- Type: Formation
- Underlies: Bursum Formation
- Overlies: Beeman Formation
- Thickness: 850 ft (260 m)

Lithology
- Primary: Limestone
- Other: Shale

Location
- Coordinates: 32°49′19″N 105°52′26″W﻿ / ﻿32.822°N 105.874°W
- Region: New Mexico
- Country: United States

Type section
- Named for: Holder Ridge
- Named by: L.C. Pray
- Year defined: 1954

= Holder Formation =

The Holder Formation is a geologic formation in the Sacramento Mountains of New Mexico. It preserves fossils dating back to the late Pennsylvanian.

==Description==
The Holder Formation consists of limestone, red and gray calcareous shale, sandstone, and conglomerate. The maximum thickness is 850 feet. The formation overlies the Beeman Formation and is overlain by the Laborcita Formation.

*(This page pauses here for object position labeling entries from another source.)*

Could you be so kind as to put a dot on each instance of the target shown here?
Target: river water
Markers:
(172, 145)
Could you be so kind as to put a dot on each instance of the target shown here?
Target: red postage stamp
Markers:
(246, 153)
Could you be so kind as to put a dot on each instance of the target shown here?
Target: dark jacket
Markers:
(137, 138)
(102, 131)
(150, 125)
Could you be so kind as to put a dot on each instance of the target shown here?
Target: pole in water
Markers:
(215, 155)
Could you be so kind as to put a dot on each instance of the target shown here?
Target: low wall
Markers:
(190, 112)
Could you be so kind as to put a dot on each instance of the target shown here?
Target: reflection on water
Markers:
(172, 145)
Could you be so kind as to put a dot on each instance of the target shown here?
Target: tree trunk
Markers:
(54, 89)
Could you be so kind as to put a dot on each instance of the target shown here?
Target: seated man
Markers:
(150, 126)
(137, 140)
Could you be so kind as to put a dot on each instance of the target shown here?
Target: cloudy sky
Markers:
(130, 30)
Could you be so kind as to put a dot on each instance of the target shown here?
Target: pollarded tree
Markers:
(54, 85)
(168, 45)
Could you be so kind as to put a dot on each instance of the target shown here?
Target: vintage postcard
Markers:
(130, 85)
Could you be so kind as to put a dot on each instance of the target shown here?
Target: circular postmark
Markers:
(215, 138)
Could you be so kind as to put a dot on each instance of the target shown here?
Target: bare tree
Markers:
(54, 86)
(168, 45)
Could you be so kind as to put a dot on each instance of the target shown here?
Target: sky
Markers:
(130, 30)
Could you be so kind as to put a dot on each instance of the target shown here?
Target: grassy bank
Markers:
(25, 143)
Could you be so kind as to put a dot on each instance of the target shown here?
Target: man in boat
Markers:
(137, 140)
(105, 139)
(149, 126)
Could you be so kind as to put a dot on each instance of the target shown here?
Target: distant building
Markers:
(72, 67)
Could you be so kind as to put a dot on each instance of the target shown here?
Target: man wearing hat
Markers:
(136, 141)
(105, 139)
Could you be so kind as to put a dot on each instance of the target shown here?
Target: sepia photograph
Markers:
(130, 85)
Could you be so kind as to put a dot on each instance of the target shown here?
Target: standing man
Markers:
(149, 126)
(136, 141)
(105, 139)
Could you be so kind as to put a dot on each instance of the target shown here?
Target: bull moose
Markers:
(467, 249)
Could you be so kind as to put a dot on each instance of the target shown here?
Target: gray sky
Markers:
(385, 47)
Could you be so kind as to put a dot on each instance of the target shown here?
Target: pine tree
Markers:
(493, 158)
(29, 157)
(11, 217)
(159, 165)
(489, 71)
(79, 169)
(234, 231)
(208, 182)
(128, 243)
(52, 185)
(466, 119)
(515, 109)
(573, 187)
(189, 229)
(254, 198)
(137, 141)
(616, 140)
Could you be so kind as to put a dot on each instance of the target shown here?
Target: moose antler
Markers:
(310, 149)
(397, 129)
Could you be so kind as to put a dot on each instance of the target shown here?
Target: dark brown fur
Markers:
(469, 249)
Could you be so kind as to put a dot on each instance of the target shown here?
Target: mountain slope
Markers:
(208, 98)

The formation is interpreted as a shallow-shelf marine formation of Virgilian (latest Pennsylvanian) age during a global ice age.

==Fossils==
Bioherms are present at the base of the formation. These are up to 50-75 feet thick. They are composed of uncalcified cup-shaped phylloid (leaf-like) algae surrounded by masses of beresellid algae.

==History of investigation==
The unit was first named by Lloyd C. Pray in 1954 and a type section was designated in 1959. Pray originally assigned the formation to the Magdalena Group, but the Magdalena Group has subsequently been abandoned.